It is certainly true that Gulenko's views on what types are maximum energy, etc., wouldn't apply well to Ibrahim's diagnostic categories.  But to give that as the reason why Model G is wrong is literally no better than saying: I'm right, so you're wrong.  Or to put it even more simply, Ibrahim's criticism is no better than: "no u". The real salient issue, which Ibrahim never does anything but try to dodge, is why his model more inclusively, and with more fidelity, better takes into account the typological observations that you can make about people.

-Attempted Criticism 5: "That's a very brief take on the semantics — the details are really not that interesting and are addressed in the video."

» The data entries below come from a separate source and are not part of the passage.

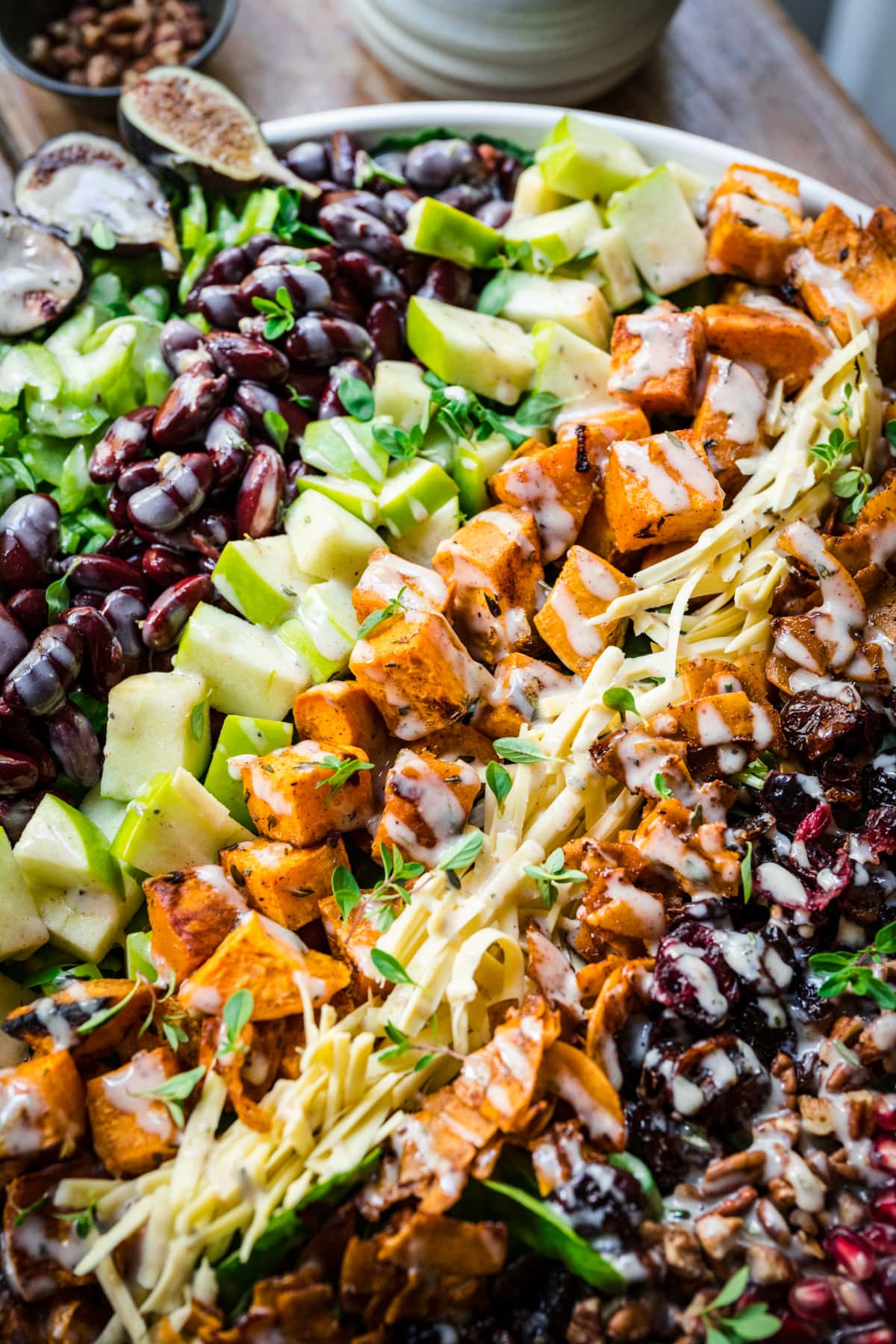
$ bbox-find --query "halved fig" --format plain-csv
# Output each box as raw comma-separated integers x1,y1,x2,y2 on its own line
13,131,181,274
0,215,84,336
118,66,320,196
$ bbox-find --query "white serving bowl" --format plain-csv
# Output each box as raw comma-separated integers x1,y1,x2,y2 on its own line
262,101,872,220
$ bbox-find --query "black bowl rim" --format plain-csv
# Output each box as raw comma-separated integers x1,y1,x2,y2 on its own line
0,0,239,102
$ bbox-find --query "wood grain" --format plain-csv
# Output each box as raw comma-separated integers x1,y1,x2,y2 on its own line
0,0,896,203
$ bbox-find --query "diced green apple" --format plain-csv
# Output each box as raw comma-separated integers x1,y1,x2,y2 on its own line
407,294,535,406
402,196,501,267
607,165,706,294
0,830,49,961
101,672,211,803
284,491,383,583
479,272,612,349
535,113,647,200
176,602,311,720
278,579,358,682
211,536,313,629
204,714,293,830
302,419,389,489
380,457,457,536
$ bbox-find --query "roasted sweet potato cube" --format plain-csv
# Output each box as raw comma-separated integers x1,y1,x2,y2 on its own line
220,832,348,930
787,205,896,343
349,612,491,742
0,1050,84,1159
178,911,348,1021
489,426,601,563
373,747,481,868
352,548,449,621
706,164,802,285
242,738,373,845
432,504,544,664
535,546,634,676
605,434,724,551
607,304,706,415
144,864,246,983
692,355,765,496
87,1045,180,1176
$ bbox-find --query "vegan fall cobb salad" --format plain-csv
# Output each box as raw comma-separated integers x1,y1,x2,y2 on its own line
0,70,896,1344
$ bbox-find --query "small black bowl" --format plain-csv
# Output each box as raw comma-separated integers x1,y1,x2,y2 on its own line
0,0,239,117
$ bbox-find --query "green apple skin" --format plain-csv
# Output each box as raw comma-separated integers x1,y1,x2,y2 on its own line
176,602,311,720
111,770,251,874
402,196,501,270
99,672,211,803
407,294,535,406
302,415,390,491
284,491,383,585
0,830,50,961
204,714,293,832
607,165,706,294
535,113,647,200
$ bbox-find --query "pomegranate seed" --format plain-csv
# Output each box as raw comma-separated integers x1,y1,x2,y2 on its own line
787,1275,837,1321
825,1227,874,1282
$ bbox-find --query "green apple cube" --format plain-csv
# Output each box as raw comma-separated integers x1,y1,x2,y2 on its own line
211,536,313,629
0,830,49,961
535,113,647,200
302,415,390,489
176,602,311,720
392,496,461,564
511,164,570,219
407,294,535,406
99,669,211,803
204,714,293,830
373,359,432,432
111,770,251,875
284,491,383,585
607,165,706,294
452,434,513,517
479,272,612,349
278,579,358,682
402,196,503,269
380,457,457,536
504,200,603,270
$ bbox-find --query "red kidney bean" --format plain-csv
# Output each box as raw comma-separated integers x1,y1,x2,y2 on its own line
152,367,227,447
338,252,407,304
203,332,289,383
128,453,215,532
143,574,215,650
286,313,373,367
3,623,89,715
318,203,405,266
0,494,59,588
64,555,144,593
196,285,254,332
0,602,31,676
7,588,49,638
317,359,373,420
417,261,473,308
367,299,405,359
101,583,149,676
234,444,286,536
59,606,125,700
47,700,102,789
87,406,156,484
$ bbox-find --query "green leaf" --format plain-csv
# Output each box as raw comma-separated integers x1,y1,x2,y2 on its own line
371,948,417,985
439,830,485,872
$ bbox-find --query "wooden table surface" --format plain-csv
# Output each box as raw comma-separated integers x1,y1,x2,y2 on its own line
0,0,896,205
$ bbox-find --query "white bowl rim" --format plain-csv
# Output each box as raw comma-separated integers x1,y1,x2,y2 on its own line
262,99,873,222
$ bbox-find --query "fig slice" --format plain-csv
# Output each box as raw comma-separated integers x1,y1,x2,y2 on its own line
118,66,320,198
13,131,181,274
0,215,84,336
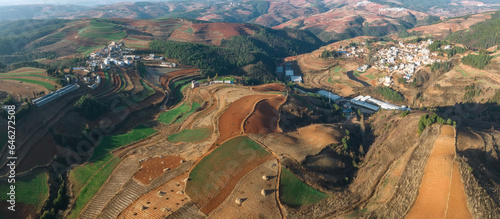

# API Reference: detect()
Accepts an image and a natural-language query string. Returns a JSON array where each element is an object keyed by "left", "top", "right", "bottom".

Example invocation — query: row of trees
[
  {"left": 418, "top": 113, "right": 457, "bottom": 134},
  {"left": 375, "top": 87, "right": 404, "bottom": 102},
  {"left": 462, "top": 54, "right": 493, "bottom": 69},
  {"left": 446, "top": 11, "right": 500, "bottom": 49}
]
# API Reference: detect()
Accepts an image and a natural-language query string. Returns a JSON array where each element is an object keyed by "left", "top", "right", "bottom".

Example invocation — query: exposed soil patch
[
  {"left": 243, "top": 96, "right": 286, "bottom": 134},
  {"left": 406, "top": 125, "right": 472, "bottom": 218},
  {"left": 217, "top": 95, "right": 273, "bottom": 144},
  {"left": 134, "top": 155, "right": 183, "bottom": 184},
  {"left": 208, "top": 159, "right": 281, "bottom": 218}
]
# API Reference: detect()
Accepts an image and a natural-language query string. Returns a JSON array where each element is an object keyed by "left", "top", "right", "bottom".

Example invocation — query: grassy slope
[
  {"left": 168, "top": 128, "right": 212, "bottom": 143},
  {"left": 68, "top": 154, "right": 121, "bottom": 218},
  {"left": 158, "top": 103, "right": 190, "bottom": 124},
  {"left": 0, "top": 171, "right": 49, "bottom": 209},
  {"left": 2, "top": 78, "right": 56, "bottom": 90},
  {"left": 280, "top": 168, "right": 328, "bottom": 207},
  {"left": 186, "top": 136, "right": 269, "bottom": 199},
  {"left": 90, "top": 125, "right": 157, "bottom": 160}
]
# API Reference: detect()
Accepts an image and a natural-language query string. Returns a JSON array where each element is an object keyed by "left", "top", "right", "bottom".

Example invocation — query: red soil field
[
  {"left": 118, "top": 173, "right": 191, "bottom": 219},
  {"left": 244, "top": 96, "right": 286, "bottom": 134},
  {"left": 251, "top": 84, "right": 285, "bottom": 92},
  {"left": 406, "top": 125, "right": 472, "bottom": 218},
  {"left": 134, "top": 155, "right": 183, "bottom": 184},
  {"left": 217, "top": 95, "right": 276, "bottom": 144},
  {"left": 200, "top": 155, "right": 273, "bottom": 215}
]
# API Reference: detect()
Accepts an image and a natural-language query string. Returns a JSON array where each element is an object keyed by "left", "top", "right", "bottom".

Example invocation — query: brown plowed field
[
  {"left": 217, "top": 95, "right": 276, "bottom": 144},
  {"left": 200, "top": 155, "right": 273, "bottom": 215},
  {"left": 297, "top": 124, "right": 343, "bottom": 149},
  {"left": 118, "top": 173, "right": 191, "bottom": 218},
  {"left": 244, "top": 96, "right": 286, "bottom": 134},
  {"left": 406, "top": 125, "right": 472, "bottom": 218},
  {"left": 251, "top": 84, "right": 285, "bottom": 92},
  {"left": 160, "top": 69, "right": 199, "bottom": 90},
  {"left": 208, "top": 159, "right": 281, "bottom": 218},
  {"left": 134, "top": 156, "right": 183, "bottom": 184}
]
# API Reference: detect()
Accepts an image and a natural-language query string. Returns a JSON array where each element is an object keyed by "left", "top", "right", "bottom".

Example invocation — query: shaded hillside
[
  {"left": 150, "top": 25, "right": 321, "bottom": 82},
  {"left": 447, "top": 11, "right": 500, "bottom": 49},
  {"left": 0, "top": 5, "right": 89, "bottom": 20}
]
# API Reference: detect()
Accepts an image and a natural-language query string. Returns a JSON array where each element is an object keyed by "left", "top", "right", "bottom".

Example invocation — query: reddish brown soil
[
  {"left": 251, "top": 84, "right": 285, "bottom": 92},
  {"left": 446, "top": 161, "right": 472, "bottom": 219},
  {"left": 406, "top": 125, "right": 472, "bottom": 218},
  {"left": 244, "top": 96, "right": 286, "bottom": 134},
  {"left": 200, "top": 155, "right": 273, "bottom": 215},
  {"left": 191, "top": 23, "right": 254, "bottom": 38},
  {"left": 134, "top": 156, "right": 183, "bottom": 184},
  {"left": 118, "top": 173, "right": 191, "bottom": 218},
  {"left": 217, "top": 95, "right": 272, "bottom": 144}
]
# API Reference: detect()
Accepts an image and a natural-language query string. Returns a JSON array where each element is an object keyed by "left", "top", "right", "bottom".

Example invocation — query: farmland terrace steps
[
  {"left": 97, "top": 162, "right": 192, "bottom": 218},
  {"left": 80, "top": 157, "right": 139, "bottom": 218},
  {"left": 167, "top": 203, "right": 206, "bottom": 219}
]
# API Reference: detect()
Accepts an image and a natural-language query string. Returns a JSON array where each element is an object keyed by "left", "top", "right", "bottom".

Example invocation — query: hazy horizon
[{"left": 0, "top": 0, "right": 168, "bottom": 7}]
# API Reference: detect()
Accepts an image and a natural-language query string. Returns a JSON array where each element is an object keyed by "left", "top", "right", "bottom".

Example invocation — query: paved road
[{"left": 347, "top": 71, "right": 371, "bottom": 87}]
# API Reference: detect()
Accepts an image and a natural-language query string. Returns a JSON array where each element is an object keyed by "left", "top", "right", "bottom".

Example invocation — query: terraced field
[
  {"left": 0, "top": 171, "right": 49, "bottom": 210},
  {"left": 186, "top": 136, "right": 269, "bottom": 213},
  {"left": 68, "top": 154, "right": 121, "bottom": 218},
  {"left": 280, "top": 168, "right": 328, "bottom": 207}
]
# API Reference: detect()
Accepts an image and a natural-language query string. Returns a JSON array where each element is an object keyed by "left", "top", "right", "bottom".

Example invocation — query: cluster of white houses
[
  {"left": 87, "top": 41, "right": 140, "bottom": 72},
  {"left": 374, "top": 39, "right": 441, "bottom": 81}
]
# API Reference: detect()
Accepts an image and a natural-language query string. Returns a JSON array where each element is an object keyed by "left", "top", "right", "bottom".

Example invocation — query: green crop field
[
  {"left": 328, "top": 78, "right": 334, "bottom": 84},
  {"left": 186, "top": 136, "right": 269, "bottom": 200},
  {"left": 90, "top": 125, "right": 157, "bottom": 160},
  {"left": 0, "top": 171, "right": 49, "bottom": 210},
  {"left": 68, "top": 154, "right": 121, "bottom": 218},
  {"left": 365, "top": 75, "right": 376, "bottom": 80},
  {"left": 2, "top": 78, "right": 56, "bottom": 90},
  {"left": 167, "top": 128, "right": 212, "bottom": 143},
  {"left": 78, "top": 19, "right": 127, "bottom": 40},
  {"left": 76, "top": 46, "right": 103, "bottom": 55},
  {"left": 158, "top": 103, "right": 191, "bottom": 124},
  {"left": 280, "top": 167, "right": 328, "bottom": 207},
  {"left": 0, "top": 130, "right": 9, "bottom": 151}
]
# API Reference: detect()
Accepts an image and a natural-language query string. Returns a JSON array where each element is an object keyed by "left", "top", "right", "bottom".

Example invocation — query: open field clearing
[
  {"left": 208, "top": 159, "right": 281, "bottom": 218},
  {"left": 134, "top": 155, "right": 183, "bottom": 185},
  {"left": 406, "top": 125, "right": 472, "bottom": 218},
  {"left": 118, "top": 173, "right": 191, "bottom": 218},
  {"left": 243, "top": 96, "right": 286, "bottom": 134},
  {"left": 90, "top": 125, "right": 157, "bottom": 160},
  {"left": 158, "top": 103, "right": 191, "bottom": 124},
  {"left": 0, "top": 171, "right": 49, "bottom": 210},
  {"left": 68, "top": 154, "right": 121, "bottom": 218},
  {"left": 280, "top": 167, "right": 328, "bottom": 207},
  {"left": 186, "top": 136, "right": 269, "bottom": 213},
  {"left": 168, "top": 128, "right": 212, "bottom": 143},
  {"left": 217, "top": 95, "right": 274, "bottom": 144}
]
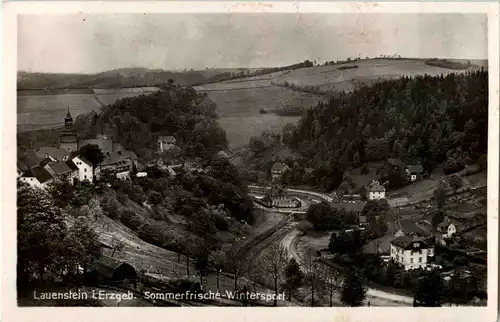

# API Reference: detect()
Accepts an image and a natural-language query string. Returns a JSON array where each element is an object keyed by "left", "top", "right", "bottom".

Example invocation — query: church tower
[
  {"left": 64, "top": 106, "right": 73, "bottom": 131},
  {"left": 59, "top": 106, "right": 78, "bottom": 152}
]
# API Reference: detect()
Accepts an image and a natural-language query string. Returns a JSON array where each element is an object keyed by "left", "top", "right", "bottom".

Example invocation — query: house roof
[
  {"left": 158, "top": 135, "right": 176, "bottom": 142},
  {"left": 49, "top": 161, "right": 74, "bottom": 175},
  {"left": 366, "top": 180, "right": 385, "bottom": 192},
  {"left": 60, "top": 133, "right": 78, "bottom": 143},
  {"left": 80, "top": 138, "right": 113, "bottom": 154},
  {"left": 406, "top": 164, "right": 424, "bottom": 173},
  {"left": 94, "top": 255, "right": 123, "bottom": 278},
  {"left": 35, "top": 146, "right": 68, "bottom": 161},
  {"left": 17, "top": 160, "right": 29, "bottom": 171},
  {"left": 101, "top": 150, "right": 137, "bottom": 165},
  {"left": 266, "top": 185, "right": 286, "bottom": 197},
  {"left": 113, "top": 142, "right": 125, "bottom": 152},
  {"left": 387, "top": 158, "right": 403, "bottom": 166},
  {"left": 40, "top": 157, "right": 54, "bottom": 167},
  {"left": 271, "top": 162, "right": 288, "bottom": 171},
  {"left": 23, "top": 166, "right": 53, "bottom": 183},
  {"left": 73, "top": 155, "right": 92, "bottom": 166},
  {"left": 19, "top": 150, "right": 41, "bottom": 169},
  {"left": 391, "top": 235, "right": 427, "bottom": 249},
  {"left": 66, "top": 160, "right": 78, "bottom": 171}
]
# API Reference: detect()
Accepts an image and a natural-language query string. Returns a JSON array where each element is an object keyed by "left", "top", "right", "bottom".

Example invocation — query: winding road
[{"left": 248, "top": 185, "right": 413, "bottom": 306}]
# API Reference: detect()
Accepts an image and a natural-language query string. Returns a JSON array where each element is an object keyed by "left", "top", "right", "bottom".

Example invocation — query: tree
[
  {"left": 340, "top": 266, "right": 367, "bottom": 306},
  {"left": 224, "top": 245, "right": 248, "bottom": 291},
  {"left": 79, "top": 144, "right": 104, "bottom": 175},
  {"left": 325, "top": 268, "right": 343, "bottom": 307},
  {"left": 261, "top": 243, "right": 288, "bottom": 306},
  {"left": 284, "top": 258, "right": 304, "bottom": 301},
  {"left": 306, "top": 201, "right": 332, "bottom": 229},
  {"left": 194, "top": 243, "right": 212, "bottom": 285},
  {"left": 17, "top": 183, "right": 66, "bottom": 286},
  {"left": 448, "top": 174, "right": 464, "bottom": 194},
  {"left": 432, "top": 182, "right": 446, "bottom": 209},
  {"left": 304, "top": 251, "right": 323, "bottom": 306},
  {"left": 111, "top": 236, "right": 125, "bottom": 257},
  {"left": 209, "top": 250, "right": 225, "bottom": 292},
  {"left": 65, "top": 218, "right": 101, "bottom": 280},
  {"left": 47, "top": 180, "right": 75, "bottom": 208},
  {"left": 413, "top": 270, "right": 444, "bottom": 307},
  {"left": 148, "top": 190, "right": 163, "bottom": 206}
]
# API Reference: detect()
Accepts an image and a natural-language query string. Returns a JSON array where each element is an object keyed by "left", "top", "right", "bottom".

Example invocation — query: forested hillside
[
  {"left": 285, "top": 70, "right": 488, "bottom": 189},
  {"left": 74, "top": 85, "right": 227, "bottom": 159}
]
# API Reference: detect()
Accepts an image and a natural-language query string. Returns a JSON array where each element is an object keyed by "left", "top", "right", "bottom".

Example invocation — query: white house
[
  {"left": 158, "top": 135, "right": 176, "bottom": 152},
  {"left": 44, "top": 161, "right": 78, "bottom": 184},
  {"left": 116, "top": 171, "right": 130, "bottom": 180},
  {"left": 19, "top": 166, "right": 54, "bottom": 189},
  {"left": 71, "top": 155, "right": 94, "bottom": 183},
  {"left": 405, "top": 164, "right": 424, "bottom": 182},
  {"left": 390, "top": 236, "right": 434, "bottom": 270},
  {"left": 366, "top": 180, "right": 385, "bottom": 200},
  {"left": 437, "top": 217, "right": 457, "bottom": 238},
  {"left": 271, "top": 162, "right": 290, "bottom": 180}
]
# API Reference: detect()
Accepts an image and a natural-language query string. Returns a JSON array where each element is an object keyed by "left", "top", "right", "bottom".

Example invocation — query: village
[{"left": 17, "top": 98, "right": 486, "bottom": 306}]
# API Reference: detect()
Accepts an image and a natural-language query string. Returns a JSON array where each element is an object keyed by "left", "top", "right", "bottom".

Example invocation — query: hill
[
  {"left": 194, "top": 58, "right": 485, "bottom": 148},
  {"left": 280, "top": 70, "right": 488, "bottom": 190},
  {"left": 17, "top": 67, "right": 266, "bottom": 92}
]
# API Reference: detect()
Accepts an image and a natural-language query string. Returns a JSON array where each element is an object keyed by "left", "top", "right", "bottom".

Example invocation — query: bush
[
  {"left": 213, "top": 215, "right": 229, "bottom": 231},
  {"left": 120, "top": 210, "right": 142, "bottom": 230}
]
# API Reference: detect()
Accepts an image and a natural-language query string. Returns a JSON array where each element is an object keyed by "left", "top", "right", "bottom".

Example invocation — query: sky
[{"left": 18, "top": 13, "right": 488, "bottom": 74}]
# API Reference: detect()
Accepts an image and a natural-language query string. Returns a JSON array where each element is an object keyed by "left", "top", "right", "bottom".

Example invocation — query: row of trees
[
  {"left": 17, "top": 182, "right": 101, "bottom": 290},
  {"left": 286, "top": 70, "right": 488, "bottom": 190}
]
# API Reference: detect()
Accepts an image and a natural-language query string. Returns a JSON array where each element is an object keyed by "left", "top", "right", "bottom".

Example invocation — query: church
[{"left": 59, "top": 107, "right": 78, "bottom": 152}]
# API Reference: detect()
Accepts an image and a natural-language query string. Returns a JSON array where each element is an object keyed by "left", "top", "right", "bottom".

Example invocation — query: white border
[{"left": 0, "top": 1, "right": 499, "bottom": 322}]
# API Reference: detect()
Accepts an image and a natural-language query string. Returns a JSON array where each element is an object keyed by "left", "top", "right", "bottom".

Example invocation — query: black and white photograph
[{"left": 4, "top": 2, "right": 498, "bottom": 321}]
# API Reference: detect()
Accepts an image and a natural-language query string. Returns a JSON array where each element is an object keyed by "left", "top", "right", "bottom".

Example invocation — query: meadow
[
  {"left": 17, "top": 87, "right": 158, "bottom": 132},
  {"left": 273, "top": 59, "right": 480, "bottom": 92},
  {"left": 195, "top": 84, "right": 323, "bottom": 148}
]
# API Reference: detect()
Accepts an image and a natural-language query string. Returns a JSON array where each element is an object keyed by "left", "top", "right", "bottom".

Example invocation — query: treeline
[
  {"left": 197, "top": 60, "right": 314, "bottom": 86},
  {"left": 271, "top": 81, "right": 332, "bottom": 95},
  {"left": 74, "top": 85, "right": 227, "bottom": 159},
  {"left": 283, "top": 70, "right": 488, "bottom": 190},
  {"left": 425, "top": 58, "right": 472, "bottom": 70}
]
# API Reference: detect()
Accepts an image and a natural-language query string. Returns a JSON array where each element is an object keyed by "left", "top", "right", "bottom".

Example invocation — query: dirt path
[{"left": 281, "top": 229, "right": 413, "bottom": 306}]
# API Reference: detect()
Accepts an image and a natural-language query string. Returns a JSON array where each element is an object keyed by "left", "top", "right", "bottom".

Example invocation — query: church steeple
[{"left": 64, "top": 106, "right": 73, "bottom": 130}]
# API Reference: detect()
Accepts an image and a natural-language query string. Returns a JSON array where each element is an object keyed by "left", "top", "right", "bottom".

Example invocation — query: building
[
  {"left": 340, "top": 193, "right": 363, "bottom": 203},
  {"left": 59, "top": 108, "right": 78, "bottom": 152},
  {"left": 80, "top": 137, "right": 115, "bottom": 154},
  {"left": 271, "top": 162, "right": 290, "bottom": 181},
  {"left": 386, "top": 158, "right": 403, "bottom": 170},
  {"left": 43, "top": 161, "right": 78, "bottom": 184},
  {"left": 71, "top": 155, "right": 94, "bottom": 183},
  {"left": 405, "top": 164, "right": 424, "bottom": 182},
  {"left": 366, "top": 180, "right": 385, "bottom": 200},
  {"left": 86, "top": 255, "right": 137, "bottom": 285},
  {"left": 35, "top": 147, "right": 69, "bottom": 162},
  {"left": 95, "top": 150, "right": 137, "bottom": 177},
  {"left": 158, "top": 135, "right": 176, "bottom": 152},
  {"left": 19, "top": 166, "right": 54, "bottom": 189},
  {"left": 390, "top": 235, "right": 434, "bottom": 270},
  {"left": 261, "top": 186, "right": 301, "bottom": 208},
  {"left": 437, "top": 217, "right": 457, "bottom": 239}
]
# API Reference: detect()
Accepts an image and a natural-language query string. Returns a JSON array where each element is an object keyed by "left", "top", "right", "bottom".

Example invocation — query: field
[
  {"left": 273, "top": 59, "right": 479, "bottom": 92},
  {"left": 195, "top": 83, "right": 322, "bottom": 148},
  {"left": 17, "top": 94, "right": 101, "bottom": 132},
  {"left": 17, "top": 87, "right": 157, "bottom": 132}
]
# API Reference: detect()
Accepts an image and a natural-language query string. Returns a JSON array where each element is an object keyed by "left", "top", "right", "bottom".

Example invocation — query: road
[{"left": 281, "top": 229, "right": 413, "bottom": 306}]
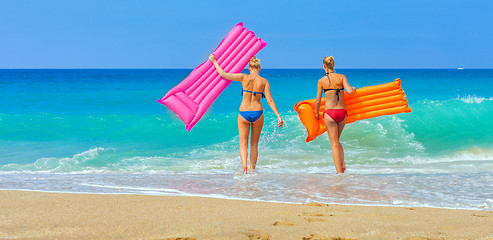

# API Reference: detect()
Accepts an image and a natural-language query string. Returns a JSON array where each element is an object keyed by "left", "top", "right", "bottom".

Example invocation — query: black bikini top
[
  {"left": 324, "top": 73, "right": 344, "bottom": 101},
  {"left": 241, "top": 88, "right": 265, "bottom": 98}
]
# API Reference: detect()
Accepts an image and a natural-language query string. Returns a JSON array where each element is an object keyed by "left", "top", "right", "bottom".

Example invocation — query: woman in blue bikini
[{"left": 209, "top": 54, "right": 283, "bottom": 173}]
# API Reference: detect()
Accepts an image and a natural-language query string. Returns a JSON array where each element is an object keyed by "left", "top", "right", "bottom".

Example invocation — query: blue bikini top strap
[{"left": 241, "top": 88, "right": 265, "bottom": 98}]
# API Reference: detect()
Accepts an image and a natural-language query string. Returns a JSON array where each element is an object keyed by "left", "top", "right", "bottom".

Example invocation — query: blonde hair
[
  {"left": 248, "top": 56, "right": 260, "bottom": 69},
  {"left": 322, "top": 56, "right": 336, "bottom": 70}
]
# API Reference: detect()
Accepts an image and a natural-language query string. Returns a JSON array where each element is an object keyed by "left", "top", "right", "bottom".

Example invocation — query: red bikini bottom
[{"left": 325, "top": 109, "right": 347, "bottom": 123}]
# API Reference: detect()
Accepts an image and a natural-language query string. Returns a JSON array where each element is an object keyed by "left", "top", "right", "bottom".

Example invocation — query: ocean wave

Actually I find the details of Model G vastly more interesting than those of Model A. Who cares how "interesting" you personally find it?  But Ibrahim is simply wrong that the debate between Ben Vaserlan and Jack addressed almost any of the details of Model G.  I say that as one of the only 3 people in the entire Western World to have taken an actual class with Victor Gulenko on Model G.  In that debate between Jack and Ben, there was not significant discussion of:
-the properties of the functions in Model G
-the dimensions of the functions in Model G
-the relationships between the functions in Model G
-the meta functions
-the nature of the blocks
-how the functions apply to the types concretely

This just seems like another attempt by Ibrahim to dodge the work of making a real, constructive criticism.

-Attempted Criticism 6: "The real point of this post is the structural deficit which I pointed out and Jack later mentioned in the debate. It's very obvious if you look at Andrew's diagrams (and translate the names and numbers accordingly): As you can see here, some of the standard socionic dichotomies are presented asymmetrically in Model G. Gulenko apparently does not assign any meaning to the left and right sides of the model, he still uses the standard dichotomies such as strong/weak, etc., albeit with different names, as displayed on the right here. Strong/weak becomes "master/slave" and valued/subdued becomes "values/tools"."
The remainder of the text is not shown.